Cornelia looked down at him with one yellow-ringed eye, and slowly nodded her head. Jack didn’t know if Cornelia genuinely understood or not, but that was something.

“Ari, if I let you go, will you leave her alone?”

“Oh, all right,” said the cat, going limp in his arms. “But why does she get to call me anything at all? What’s she even doing here? I’m the Warden Companion, not her.”

Jack and Jaide exchanged a glance. It hadn’t occurred to either of them that he might be more jealous than hungry when it came to the new animal in their midst.

“You are one of Grandma’s Warden Companions,” Jack said, “and you’re still our friend. Having Cornelia here doesn’t change that one bit.”

“Jack’s right, honest,” said Jaide, bending down to give him a hug.

“You promise?” he said into her neck.

“We promise,” said the twins together.

“Okay, then. You can let me go now.”

Jaide stood back, and Ari put his rear down and began licking his fur flat again.

Only then did it occur to Jack that they couldn’t talk to Professor Olafsson with Ari in the room. Grandma X may have given them permission to go back to the estate when they visited her in the hospital, but if she knew the full story about Rodeo Dave and The Evil, it would only make her upset, which their father had told them not to do.

“Erm, Ari, we need to talk in private,” he said.

“About what?”

“I can’t tell you…. It’s private.”

Ari narrowed his eyes and looked from one twin to the other.

“But the bird gets to stay?”

Jaide glanced at Cornelia, who looked back at her innocently.

“I guess not,” Jaide said, holding up her arm for Cornelia to climb down.

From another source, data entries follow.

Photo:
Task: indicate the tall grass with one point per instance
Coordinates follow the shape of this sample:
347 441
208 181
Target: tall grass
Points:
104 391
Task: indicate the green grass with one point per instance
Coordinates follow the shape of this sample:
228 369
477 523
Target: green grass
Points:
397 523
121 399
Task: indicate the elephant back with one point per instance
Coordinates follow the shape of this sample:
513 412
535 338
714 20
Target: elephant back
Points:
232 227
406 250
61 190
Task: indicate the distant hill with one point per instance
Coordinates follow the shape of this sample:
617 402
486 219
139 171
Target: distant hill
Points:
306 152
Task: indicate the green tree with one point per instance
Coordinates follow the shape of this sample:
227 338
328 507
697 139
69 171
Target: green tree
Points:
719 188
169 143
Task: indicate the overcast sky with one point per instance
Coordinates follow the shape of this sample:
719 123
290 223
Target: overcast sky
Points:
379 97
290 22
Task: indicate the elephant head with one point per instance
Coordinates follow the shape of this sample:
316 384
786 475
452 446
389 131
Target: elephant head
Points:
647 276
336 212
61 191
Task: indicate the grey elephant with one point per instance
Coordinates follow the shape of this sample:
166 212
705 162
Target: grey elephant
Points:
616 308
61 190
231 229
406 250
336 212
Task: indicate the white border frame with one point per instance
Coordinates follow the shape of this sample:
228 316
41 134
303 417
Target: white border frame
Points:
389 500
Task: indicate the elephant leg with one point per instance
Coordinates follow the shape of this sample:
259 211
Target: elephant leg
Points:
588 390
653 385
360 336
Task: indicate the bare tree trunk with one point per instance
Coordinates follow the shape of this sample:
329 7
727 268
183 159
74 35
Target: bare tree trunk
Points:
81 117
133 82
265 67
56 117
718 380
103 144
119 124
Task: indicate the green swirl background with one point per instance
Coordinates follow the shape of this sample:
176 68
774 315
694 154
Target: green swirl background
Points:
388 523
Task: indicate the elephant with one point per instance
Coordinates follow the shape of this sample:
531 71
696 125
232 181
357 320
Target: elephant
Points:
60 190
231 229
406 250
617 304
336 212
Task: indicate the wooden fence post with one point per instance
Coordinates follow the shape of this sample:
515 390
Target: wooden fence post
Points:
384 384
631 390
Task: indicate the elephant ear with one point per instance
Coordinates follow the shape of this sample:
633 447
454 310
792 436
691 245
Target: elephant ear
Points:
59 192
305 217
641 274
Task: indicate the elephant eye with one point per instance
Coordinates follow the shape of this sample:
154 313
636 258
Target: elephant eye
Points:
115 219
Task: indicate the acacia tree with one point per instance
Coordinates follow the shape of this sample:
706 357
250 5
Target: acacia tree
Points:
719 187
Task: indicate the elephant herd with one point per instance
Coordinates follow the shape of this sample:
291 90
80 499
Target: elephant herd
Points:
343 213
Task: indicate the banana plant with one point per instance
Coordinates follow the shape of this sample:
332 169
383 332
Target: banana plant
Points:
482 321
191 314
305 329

One swift jab with the beak made her reconsider the wisdom of doing that.

“Jack, could you … ?”

He coaxed Cornelia down from her perch and took her out of the room, putting her on a banister. Once she was outside, Ari followed, taking a seat a foot or two away from Cornelia. They did nothing but glare at each other as Jack closed the door behind him. He hoped it would stay that way.

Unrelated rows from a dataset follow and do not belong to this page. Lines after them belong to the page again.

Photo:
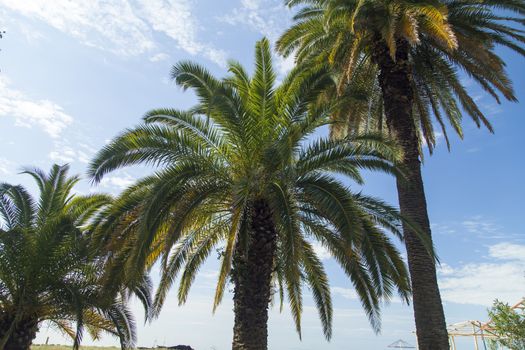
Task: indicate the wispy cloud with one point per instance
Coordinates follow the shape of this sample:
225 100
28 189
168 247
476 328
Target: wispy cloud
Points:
175 19
5 166
123 27
480 283
28 112
270 18
119 181
321 251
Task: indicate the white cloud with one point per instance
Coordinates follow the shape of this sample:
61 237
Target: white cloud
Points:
5 166
482 227
480 283
175 19
110 25
63 152
266 17
123 27
347 293
508 251
270 18
322 252
159 57
47 115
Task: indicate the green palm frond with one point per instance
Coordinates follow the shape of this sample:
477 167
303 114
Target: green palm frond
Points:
248 141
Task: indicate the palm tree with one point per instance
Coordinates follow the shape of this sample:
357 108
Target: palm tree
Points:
47 269
416 50
239 170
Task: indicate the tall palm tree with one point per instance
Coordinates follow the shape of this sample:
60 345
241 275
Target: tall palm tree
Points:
47 269
416 49
239 169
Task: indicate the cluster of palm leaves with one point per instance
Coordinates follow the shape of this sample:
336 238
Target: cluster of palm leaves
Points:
49 271
396 66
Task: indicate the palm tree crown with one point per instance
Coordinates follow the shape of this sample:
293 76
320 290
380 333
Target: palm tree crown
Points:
244 154
400 60
47 269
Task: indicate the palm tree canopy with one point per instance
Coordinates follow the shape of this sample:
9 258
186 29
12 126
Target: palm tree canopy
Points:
48 271
445 38
247 140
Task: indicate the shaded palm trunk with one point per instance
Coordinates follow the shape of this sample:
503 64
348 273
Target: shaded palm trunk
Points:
252 269
21 336
395 80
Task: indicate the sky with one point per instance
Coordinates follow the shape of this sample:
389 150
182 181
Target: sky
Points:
74 74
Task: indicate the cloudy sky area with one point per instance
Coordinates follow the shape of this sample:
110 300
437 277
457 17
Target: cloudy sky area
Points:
75 73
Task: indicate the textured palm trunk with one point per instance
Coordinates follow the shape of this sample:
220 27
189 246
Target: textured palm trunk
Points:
252 269
395 80
21 336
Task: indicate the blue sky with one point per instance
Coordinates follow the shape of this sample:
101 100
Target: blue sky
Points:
75 73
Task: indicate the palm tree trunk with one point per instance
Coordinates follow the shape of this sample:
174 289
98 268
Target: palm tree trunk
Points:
21 336
395 80
252 269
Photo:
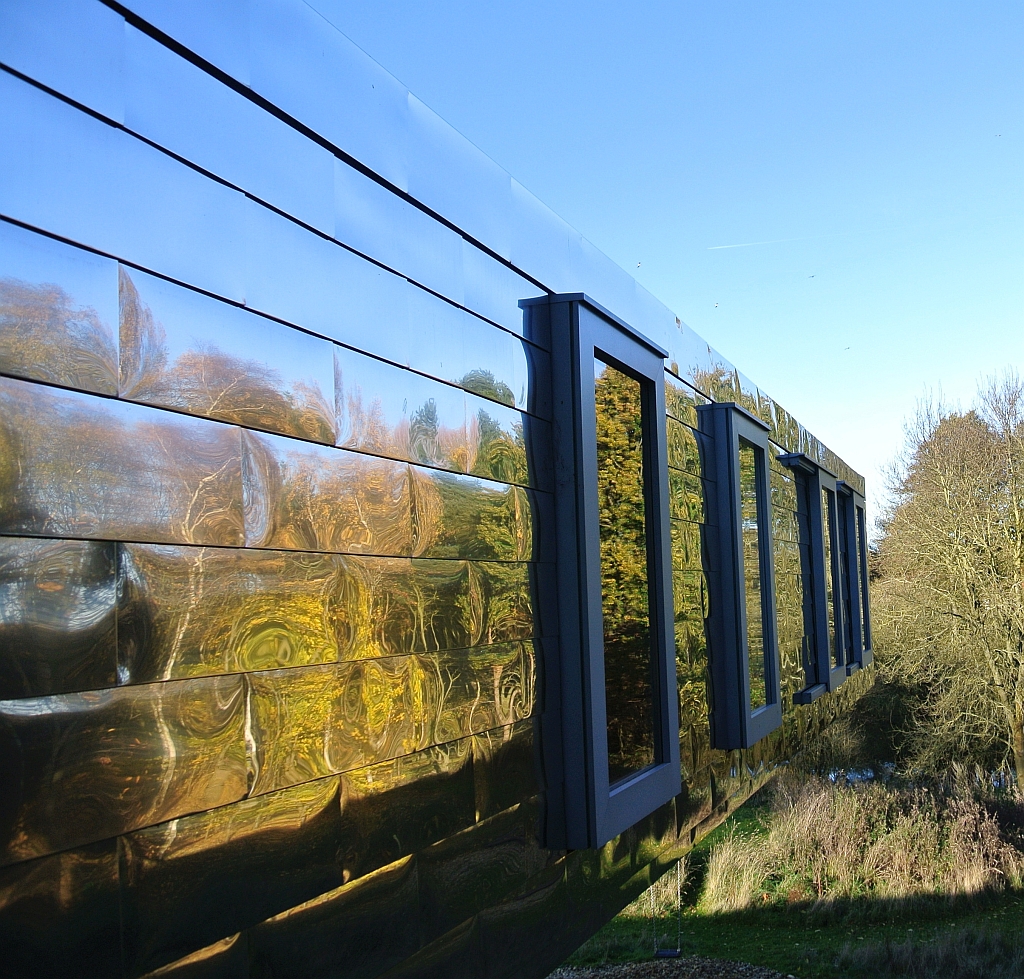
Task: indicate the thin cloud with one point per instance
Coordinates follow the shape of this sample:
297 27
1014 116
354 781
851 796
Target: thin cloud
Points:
774 241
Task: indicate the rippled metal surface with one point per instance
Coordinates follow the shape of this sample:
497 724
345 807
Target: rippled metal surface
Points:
388 411
305 497
193 611
94 765
75 465
57 312
317 720
184 350
363 929
189 882
57 616
59 916
400 806
475 869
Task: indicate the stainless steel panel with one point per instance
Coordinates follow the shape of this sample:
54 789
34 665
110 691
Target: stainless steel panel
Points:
387 411
194 611
57 312
504 768
493 290
398 807
359 930
74 465
477 868
686 549
463 516
200 879
184 350
457 952
69 173
317 285
227 959
57 616
300 61
528 933
304 497
72 47
686 496
683 447
318 720
59 916
181 108
455 178
94 765
540 242
392 412
681 400
394 605
217 32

Jaide was crouched down at eye level with the death mask in the wreckage of their room.

“We’ve done it, Professor Olafsson,” she said. “We’ve found out where the card is, and we think it’s in one of your weird universes.”

“Really? How absolutely marvelous!” Professor Olafsson grinned from ear to ear. “Well, the first thing we must do is get back there and apply the cross-continuum conduit constructor to the portal.”

“I know,” said Jack, “but —”

He stopped at a shrill noise coming from the chest next to Jaide’s bed.

“That’s the phone!” she cried.

Jack couldn’t believe it. The phone was sitting on a piece of paper covered in Susan’s neat writing, charger plugged into the wall, as though it had been there all day. They both lunged for it at the same time, but Jaide got there an instant before her brother’s grasping hands. Susan’s note fluttered to the floor, unread.

“Dad? Dad? Where have you been? We’ve got good news!”

“How can you have good news?” Hector Shield said, voice harsh through some kind of heavy interference, perhaps even rain again. “I’ve been calling you all day and you didn’t come to the castle even once. I’m beginning to wonder if I made a mistake entrusting this mission to you. Perhaps it’s not too late to give it to someone I can truly rely on.”